Merci merci à filament-de-lune, janeandteresa, Vivi81 et Sweetylove30.
Je devrais presque vous double-remercier puisque la plupart d'entre vous avez aussi commenté Thanksgiving ;)
Après 8 chapitres pépères, on donne un coup d'accélérateur... on s'approche de la fin... j'espère que vous êtes bien accrochés... 'va y avoir des surprises et peut-être un choc... Who knows?
Enjoy!
Ils tournaient en rond dans la cuisine.
Lisbon commençait à accuser le coup d'une nuit blanche. Après tout, elle n'en était qu'à son huitième café et se servait le neuvième avec beaucoup de sucre.
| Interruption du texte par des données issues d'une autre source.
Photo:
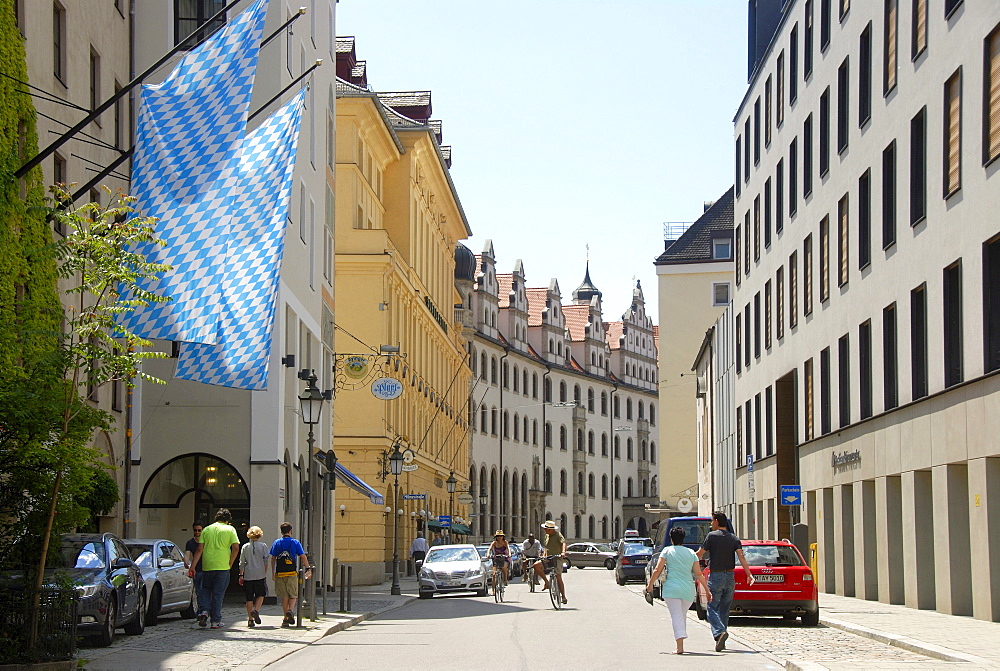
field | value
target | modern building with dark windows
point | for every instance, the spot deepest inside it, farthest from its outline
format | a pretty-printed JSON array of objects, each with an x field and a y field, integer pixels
[{"x": 867, "y": 294}]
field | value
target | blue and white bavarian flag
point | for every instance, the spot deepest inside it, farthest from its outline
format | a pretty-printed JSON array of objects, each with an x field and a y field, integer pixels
[
  {"x": 239, "y": 357},
  {"x": 189, "y": 137}
]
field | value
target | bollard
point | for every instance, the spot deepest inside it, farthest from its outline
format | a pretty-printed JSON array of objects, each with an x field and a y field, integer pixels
[
  {"x": 350, "y": 585},
  {"x": 343, "y": 572}
]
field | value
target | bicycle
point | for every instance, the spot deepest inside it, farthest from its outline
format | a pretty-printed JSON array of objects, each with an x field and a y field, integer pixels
[{"x": 550, "y": 574}]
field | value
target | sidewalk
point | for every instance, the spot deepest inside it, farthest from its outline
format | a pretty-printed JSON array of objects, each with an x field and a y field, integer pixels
[
  {"x": 181, "y": 644},
  {"x": 949, "y": 638}
]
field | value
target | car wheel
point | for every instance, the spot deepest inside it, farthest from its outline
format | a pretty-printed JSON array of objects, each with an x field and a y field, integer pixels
[
  {"x": 138, "y": 623},
  {"x": 107, "y": 634},
  {"x": 155, "y": 601},
  {"x": 190, "y": 612}
]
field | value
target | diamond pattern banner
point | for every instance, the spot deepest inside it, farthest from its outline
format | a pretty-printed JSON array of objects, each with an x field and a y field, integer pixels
[
  {"x": 249, "y": 286},
  {"x": 190, "y": 132}
]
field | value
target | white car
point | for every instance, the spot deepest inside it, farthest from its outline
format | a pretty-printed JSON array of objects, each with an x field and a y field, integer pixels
[{"x": 452, "y": 568}]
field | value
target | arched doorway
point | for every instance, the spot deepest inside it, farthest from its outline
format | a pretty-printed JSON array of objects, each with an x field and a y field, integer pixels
[{"x": 192, "y": 488}]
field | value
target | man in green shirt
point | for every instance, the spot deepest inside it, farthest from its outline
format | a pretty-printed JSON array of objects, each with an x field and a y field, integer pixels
[
  {"x": 555, "y": 546},
  {"x": 218, "y": 548}
]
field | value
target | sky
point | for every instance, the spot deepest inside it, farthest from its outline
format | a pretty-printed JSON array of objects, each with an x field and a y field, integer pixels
[{"x": 573, "y": 123}]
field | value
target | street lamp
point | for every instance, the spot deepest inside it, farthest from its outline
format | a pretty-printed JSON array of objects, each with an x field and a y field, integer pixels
[
  {"x": 310, "y": 408},
  {"x": 450, "y": 484},
  {"x": 396, "y": 466}
]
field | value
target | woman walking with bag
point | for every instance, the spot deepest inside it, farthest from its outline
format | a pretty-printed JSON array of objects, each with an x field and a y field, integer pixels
[{"x": 681, "y": 568}]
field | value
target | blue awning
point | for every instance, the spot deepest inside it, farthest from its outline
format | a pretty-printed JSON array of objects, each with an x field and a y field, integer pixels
[{"x": 358, "y": 485}]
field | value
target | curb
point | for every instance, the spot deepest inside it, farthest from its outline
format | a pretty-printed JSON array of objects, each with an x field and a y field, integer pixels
[{"x": 907, "y": 643}]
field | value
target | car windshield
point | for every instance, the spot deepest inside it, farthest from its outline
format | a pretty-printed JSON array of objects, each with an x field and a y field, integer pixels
[
  {"x": 81, "y": 554},
  {"x": 771, "y": 555},
  {"x": 636, "y": 549},
  {"x": 451, "y": 554},
  {"x": 142, "y": 555}
]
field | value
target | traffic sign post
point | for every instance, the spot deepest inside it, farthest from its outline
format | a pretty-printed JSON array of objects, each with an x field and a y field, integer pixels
[{"x": 791, "y": 495}]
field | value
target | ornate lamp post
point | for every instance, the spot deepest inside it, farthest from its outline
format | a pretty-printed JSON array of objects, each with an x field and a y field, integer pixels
[
  {"x": 396, "y": 465},
  {"x": 311, "y": 407},
  {"x": 450, "y": 484}
]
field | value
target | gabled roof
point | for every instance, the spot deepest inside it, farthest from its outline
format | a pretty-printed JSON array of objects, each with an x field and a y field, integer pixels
[{"x": 695, "y": 245}]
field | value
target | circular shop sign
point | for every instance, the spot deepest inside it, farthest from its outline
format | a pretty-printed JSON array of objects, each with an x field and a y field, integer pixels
[{"x": 387, "y": 388}]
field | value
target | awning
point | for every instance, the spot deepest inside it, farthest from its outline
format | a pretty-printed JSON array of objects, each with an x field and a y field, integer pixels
[{"x": 358, "y": 485}]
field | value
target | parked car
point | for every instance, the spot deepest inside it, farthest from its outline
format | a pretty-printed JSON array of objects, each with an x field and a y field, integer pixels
[
  {"x": 110, "y": 585},
  {"x": 632, "y": 562},
  {"x": 784, "y": 584},
  {"x": 452, "y": 568},
  {"x": 169, "y": 588},
  {"x": 590, "y": 554}
]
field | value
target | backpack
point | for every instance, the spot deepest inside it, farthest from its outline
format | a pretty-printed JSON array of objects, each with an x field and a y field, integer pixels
[{"x": 285, "y": 564}]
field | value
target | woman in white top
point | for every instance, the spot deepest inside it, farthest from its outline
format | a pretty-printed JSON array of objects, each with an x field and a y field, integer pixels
[{"x": 678, "y": 588}]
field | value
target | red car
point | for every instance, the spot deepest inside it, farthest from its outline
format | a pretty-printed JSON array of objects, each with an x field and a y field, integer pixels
[{"x": 784, "y": 584}]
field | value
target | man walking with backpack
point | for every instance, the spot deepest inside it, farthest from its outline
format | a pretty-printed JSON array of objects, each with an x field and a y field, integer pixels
[{"x": 286, "y": 555}]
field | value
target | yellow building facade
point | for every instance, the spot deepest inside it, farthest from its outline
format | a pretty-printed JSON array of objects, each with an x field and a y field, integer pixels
[{"x": 398, "y": 219}]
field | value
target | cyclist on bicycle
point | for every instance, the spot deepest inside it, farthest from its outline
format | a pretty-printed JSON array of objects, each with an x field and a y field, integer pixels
[
  {"x": 531, "y": 550},
  {"x": 555, "y": 546},
  {"x": 499, "y": 551}
]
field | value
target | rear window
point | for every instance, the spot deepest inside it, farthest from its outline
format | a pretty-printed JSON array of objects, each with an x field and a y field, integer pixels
[{"x": 771, "y": 555}]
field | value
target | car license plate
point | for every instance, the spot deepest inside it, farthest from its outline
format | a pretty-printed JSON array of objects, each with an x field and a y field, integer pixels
[{"x": 769, "y": 578}]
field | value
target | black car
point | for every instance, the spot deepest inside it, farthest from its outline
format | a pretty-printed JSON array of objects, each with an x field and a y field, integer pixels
[{"x": 110, "y": 586}]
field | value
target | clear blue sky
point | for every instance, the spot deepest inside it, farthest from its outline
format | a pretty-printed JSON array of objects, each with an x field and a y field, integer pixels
[{"x": 571, "y": 121}]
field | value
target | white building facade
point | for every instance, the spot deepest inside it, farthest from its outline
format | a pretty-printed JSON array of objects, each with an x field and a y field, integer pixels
[
  {"x": 867, "y": 302},
  {"x": 561, "y": 410}
]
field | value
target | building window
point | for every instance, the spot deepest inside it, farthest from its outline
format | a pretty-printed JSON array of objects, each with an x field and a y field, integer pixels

Jane attendait, regardant sa montre de temps à autres.
- Alors c'est comme çà pour toi, toutes les nuits d'insomnie? Demanda Lisbon.
- Presque… Remarque… elles se sont espacées depuis… - il ne finit pas sa phrase -. Enfin, je dors mieux depuis que je suis avec toi… Et il lui sourit. Mais le corps s'habitue… avec le temps, le manque de sommeil, tu arrives à une sensibilité étrange… Parfois, au plus profond de mes crises, je me persuadais que je voyais l'aura des gens… un truc dingue… Puis tu finis par apprécier la nuit… Elle devient ta compagne fidèle parce que tu sais qu'elle sera au rendez-vous, tous les soirs… Je ne souhaite à personne ce que j'ai traversé mais… parfois… je me dis que j'ai appris certaines choses sur l'Homme que je n'aurais jamais apprises…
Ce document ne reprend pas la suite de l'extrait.